Sometimes it takes some digging. For instance, there may be a jail booking photo, or mug shot, that shows the person arrested isn't you. In the case where your appearance is similar, you may have to do a fingerprint comparison. (I've handled a number of cases where someone has stolen a family member's identity.)
There was also one case where the DA didn't bother to watch the videotape of a convenience store robbery. My client had been arrested a few blocks away, and the store clerk said he was positive the cops had the right guy. After viewing the tape, I called the DA and said, "You might want to see this!" The robber looked nothing like my client!
Get a factual finding of innocence
Getting the case dismissed proves the DA couldn't prove the charges, but it doesn't prove you were actually innocent. You need to get a judge to say you were actually innocent.
Fortunately, this is usually pretty simple when the DA agrees you're the victim of identity theft. Your lawyer can file the paperwork, and the judge will issue the order saying you're innocent.
Get your information listed with the California Attorney General's identity theft database
If you follow steps One and Two above, you're eligible to be in the state identity theft database, which is available to law enforcement (and anyone else you designate) 24 hours a day.

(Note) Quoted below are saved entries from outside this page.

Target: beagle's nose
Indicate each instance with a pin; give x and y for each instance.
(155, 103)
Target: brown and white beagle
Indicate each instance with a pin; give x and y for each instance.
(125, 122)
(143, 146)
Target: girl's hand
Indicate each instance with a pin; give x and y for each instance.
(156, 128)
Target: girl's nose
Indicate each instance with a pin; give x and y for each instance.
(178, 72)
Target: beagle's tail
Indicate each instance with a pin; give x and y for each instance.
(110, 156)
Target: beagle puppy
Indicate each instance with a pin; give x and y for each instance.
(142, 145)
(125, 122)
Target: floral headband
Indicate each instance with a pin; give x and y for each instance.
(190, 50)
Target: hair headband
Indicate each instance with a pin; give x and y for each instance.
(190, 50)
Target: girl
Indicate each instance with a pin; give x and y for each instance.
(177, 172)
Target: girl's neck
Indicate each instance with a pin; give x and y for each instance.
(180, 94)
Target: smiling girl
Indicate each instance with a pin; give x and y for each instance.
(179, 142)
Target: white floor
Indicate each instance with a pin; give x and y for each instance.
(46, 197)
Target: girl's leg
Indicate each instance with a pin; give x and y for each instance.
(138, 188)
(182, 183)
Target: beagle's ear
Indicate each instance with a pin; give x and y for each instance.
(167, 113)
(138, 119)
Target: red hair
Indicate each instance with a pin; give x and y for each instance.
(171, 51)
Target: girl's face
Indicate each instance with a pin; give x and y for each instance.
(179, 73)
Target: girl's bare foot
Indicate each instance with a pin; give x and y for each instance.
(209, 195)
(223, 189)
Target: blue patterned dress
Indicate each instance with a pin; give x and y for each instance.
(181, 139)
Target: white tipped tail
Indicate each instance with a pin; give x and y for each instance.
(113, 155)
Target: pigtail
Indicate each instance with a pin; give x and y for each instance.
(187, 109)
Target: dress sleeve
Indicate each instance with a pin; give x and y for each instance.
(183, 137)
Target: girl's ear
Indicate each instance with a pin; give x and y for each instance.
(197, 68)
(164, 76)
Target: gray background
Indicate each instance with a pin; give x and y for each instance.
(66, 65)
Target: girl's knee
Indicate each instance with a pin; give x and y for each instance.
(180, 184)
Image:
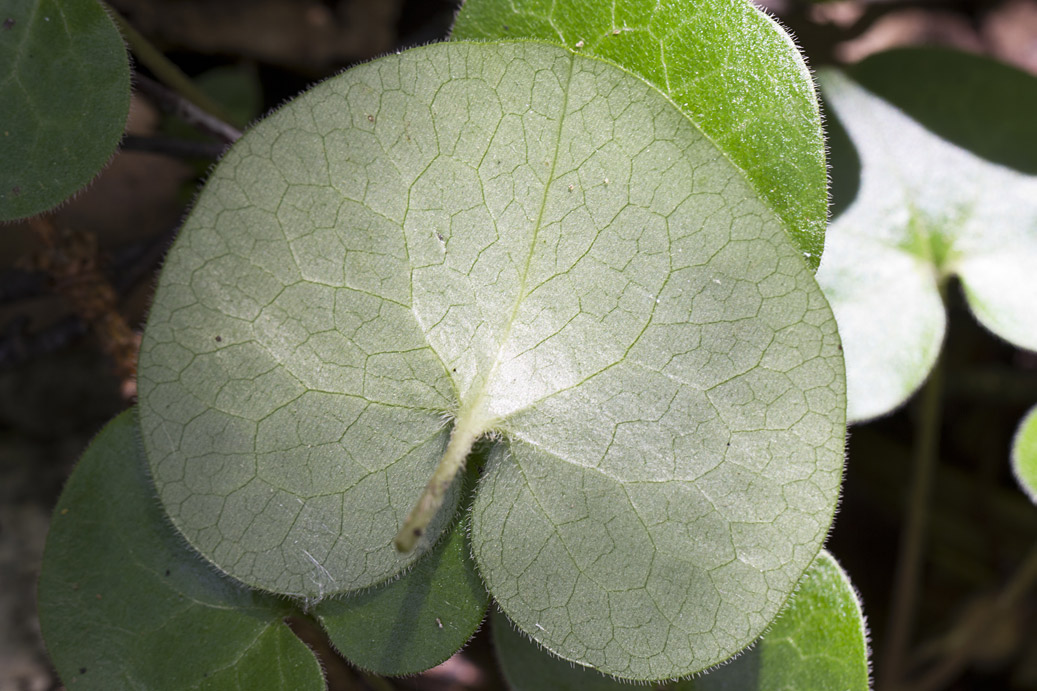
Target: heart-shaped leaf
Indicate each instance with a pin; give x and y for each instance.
(818, 641)
(1025, 454)
(926, 210)
(64, 85)
(534, 246)
(415, 623)
(124, 605)
(726, 64)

It can keep you from getting arrested for the other person's crimes again.
Several years ago, a colleague's client knew someone had given the cops his name after an arrest for auto theft. The thief had been sentenced to prison under the guy's name, served his time, and never reported to the parole office after being released from prison. Parole officers showed up at the client's house several times, but each time were satisfied the client wasn't the escaped parolee.
The, one day, the client was pulled over in the Central Valley for a minor traffic violation and, before he knew it, was on a bus to San Quentin for the thief's parole violation. It tool several weeks to get the poor guy out of prison!
Being in the ID theft database would have prevented that. A lawyer can help you do it.